Tuesday, September 23, 2008

A Mere Stroke Of A Pen.....

It is January, 2006. The US Congress, after hearing testimony on the dangers of mandating 'mark to market' valuation of exotic, structured finance instruments, modifies Sarbanes-Oxley to allow those holding such instruments to value them using economic present value methodologies, so long as the underlying instruments are 'performing.'


Because of its timely, pre-emptive change in this law, Congress prevents the write downs of several hundred billion dollars of valuation during 2007 & 2008 at Bear Stearns, Merrill Lynch, Citigroup, Morgan Stanley, Lehman Brothers, Goldman Sachs, Wachovia, Bank of America, and countless other, smaller financial institutions.

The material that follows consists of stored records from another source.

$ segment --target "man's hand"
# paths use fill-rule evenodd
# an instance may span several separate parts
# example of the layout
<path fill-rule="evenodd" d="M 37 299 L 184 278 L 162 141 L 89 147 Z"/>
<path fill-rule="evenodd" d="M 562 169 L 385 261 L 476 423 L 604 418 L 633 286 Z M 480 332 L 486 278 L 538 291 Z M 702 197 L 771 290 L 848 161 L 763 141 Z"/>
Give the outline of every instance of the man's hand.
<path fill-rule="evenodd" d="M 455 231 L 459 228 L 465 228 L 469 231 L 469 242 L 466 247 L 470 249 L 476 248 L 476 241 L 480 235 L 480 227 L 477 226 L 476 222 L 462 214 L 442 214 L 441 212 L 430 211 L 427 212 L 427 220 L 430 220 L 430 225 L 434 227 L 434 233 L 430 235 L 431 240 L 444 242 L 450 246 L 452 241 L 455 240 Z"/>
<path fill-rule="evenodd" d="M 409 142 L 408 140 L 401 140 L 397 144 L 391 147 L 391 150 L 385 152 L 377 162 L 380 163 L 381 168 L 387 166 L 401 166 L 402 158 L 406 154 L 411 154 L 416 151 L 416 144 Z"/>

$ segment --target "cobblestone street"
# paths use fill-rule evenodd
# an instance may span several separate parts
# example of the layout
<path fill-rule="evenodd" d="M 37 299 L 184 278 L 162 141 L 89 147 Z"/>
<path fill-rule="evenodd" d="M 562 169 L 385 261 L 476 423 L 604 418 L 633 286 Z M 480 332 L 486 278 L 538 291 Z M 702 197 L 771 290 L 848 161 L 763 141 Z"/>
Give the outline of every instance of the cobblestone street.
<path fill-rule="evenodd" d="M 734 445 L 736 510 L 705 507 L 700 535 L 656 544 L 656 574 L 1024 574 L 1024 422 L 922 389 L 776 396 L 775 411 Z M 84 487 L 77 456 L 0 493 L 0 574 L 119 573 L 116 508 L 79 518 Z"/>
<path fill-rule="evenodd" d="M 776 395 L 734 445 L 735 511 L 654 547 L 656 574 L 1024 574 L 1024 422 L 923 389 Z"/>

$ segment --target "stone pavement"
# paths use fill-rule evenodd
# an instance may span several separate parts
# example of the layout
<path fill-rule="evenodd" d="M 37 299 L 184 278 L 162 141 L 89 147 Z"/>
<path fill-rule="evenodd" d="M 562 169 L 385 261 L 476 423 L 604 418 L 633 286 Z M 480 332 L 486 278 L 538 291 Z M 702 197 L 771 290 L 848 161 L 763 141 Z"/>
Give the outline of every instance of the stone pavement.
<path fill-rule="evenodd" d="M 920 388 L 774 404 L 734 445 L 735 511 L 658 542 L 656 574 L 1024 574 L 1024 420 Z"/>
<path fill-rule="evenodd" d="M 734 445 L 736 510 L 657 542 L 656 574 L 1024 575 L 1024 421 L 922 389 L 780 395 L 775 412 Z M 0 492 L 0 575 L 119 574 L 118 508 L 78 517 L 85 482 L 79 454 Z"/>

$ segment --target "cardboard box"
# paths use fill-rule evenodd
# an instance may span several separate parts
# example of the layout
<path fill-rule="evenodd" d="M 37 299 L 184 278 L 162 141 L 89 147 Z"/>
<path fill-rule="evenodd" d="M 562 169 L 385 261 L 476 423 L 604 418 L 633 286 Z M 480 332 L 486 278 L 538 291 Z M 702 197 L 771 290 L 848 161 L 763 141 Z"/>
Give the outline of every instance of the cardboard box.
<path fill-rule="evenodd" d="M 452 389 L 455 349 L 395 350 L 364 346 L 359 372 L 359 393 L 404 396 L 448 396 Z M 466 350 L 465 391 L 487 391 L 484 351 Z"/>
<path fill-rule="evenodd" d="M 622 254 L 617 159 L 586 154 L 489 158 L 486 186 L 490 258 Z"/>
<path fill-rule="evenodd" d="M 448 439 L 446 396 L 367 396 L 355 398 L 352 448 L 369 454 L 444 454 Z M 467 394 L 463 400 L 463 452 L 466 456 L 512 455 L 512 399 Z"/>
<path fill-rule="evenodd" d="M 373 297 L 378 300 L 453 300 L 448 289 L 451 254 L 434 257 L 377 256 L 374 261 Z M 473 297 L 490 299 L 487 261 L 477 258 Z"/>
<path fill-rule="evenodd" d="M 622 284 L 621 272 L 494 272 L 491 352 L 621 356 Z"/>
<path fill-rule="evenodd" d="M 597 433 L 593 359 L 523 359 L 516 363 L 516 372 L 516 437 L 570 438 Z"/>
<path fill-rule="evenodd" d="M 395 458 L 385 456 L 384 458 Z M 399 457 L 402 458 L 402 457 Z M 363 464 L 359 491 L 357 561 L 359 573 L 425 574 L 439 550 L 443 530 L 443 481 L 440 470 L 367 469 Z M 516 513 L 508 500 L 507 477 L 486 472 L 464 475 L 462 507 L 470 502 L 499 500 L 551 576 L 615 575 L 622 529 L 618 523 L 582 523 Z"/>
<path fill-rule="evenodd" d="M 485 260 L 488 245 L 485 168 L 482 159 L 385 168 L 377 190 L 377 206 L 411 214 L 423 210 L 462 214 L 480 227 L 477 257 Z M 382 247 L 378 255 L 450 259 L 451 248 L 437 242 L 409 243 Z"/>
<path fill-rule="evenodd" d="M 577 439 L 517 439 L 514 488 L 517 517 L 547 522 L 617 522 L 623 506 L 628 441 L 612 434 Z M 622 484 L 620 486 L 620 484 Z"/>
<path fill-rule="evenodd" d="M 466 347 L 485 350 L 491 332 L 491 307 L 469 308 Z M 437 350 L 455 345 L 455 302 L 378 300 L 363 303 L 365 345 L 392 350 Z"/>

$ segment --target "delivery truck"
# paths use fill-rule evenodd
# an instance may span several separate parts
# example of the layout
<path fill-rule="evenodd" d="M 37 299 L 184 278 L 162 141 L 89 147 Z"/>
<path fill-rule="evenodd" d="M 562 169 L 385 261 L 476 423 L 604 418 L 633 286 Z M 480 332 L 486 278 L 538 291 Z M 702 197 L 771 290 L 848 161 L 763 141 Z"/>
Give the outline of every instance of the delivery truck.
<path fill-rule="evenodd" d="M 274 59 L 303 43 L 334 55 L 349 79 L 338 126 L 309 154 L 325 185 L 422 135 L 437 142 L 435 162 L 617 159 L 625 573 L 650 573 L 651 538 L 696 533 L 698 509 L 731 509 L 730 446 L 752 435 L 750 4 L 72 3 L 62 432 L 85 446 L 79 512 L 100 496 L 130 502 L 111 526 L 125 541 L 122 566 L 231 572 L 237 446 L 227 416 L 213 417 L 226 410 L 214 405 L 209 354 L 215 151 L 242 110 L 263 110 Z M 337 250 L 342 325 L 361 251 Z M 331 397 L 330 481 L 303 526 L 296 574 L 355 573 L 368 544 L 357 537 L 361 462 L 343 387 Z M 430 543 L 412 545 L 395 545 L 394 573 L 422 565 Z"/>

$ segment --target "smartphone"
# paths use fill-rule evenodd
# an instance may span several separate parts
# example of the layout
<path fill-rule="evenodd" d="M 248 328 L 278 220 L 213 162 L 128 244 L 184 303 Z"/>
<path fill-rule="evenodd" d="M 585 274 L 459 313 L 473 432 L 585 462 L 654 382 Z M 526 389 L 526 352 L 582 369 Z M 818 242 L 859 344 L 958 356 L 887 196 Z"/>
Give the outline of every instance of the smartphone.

With just one stroke of a pen, President George Bush's signature on this law avoided a severe, self-induced catastrophe in the financial services sector due to a single, dubious requirement to value all instruments, even those held to maturity, at values reflecting daily market-clearing prices.


With material, but manageable delinquency rates of just 6.4%, and default rates also at historically high, but manageable levels for newly-created exotic mortgages, losses of only tens of billions of dollars were incurred by these firms, rather than a $700B Federal government purchase of distressed structured financial instruments backed by mortgages of varying quality, type and duration, plus the several hundred billion dollars of write downs these banks took in 2007 and 2008.


Would defaulted and delinquent subprime and alt-A mortgages still have forced some writedowns? Yes. But these would simply have been higher-than-average mortgage defaults, not wholesale instrument value meltdowns causing massive counterparty risk increases.

If additional government "solutions" were required, they may have taken the form of requiring underwriters of structured finance instruments to retain a minimum percentage of the offering on their own balance sheets.

Yes, only a stroke of a pen was needed to avoid the bulk of the mess of the past seven months in our financial service sector.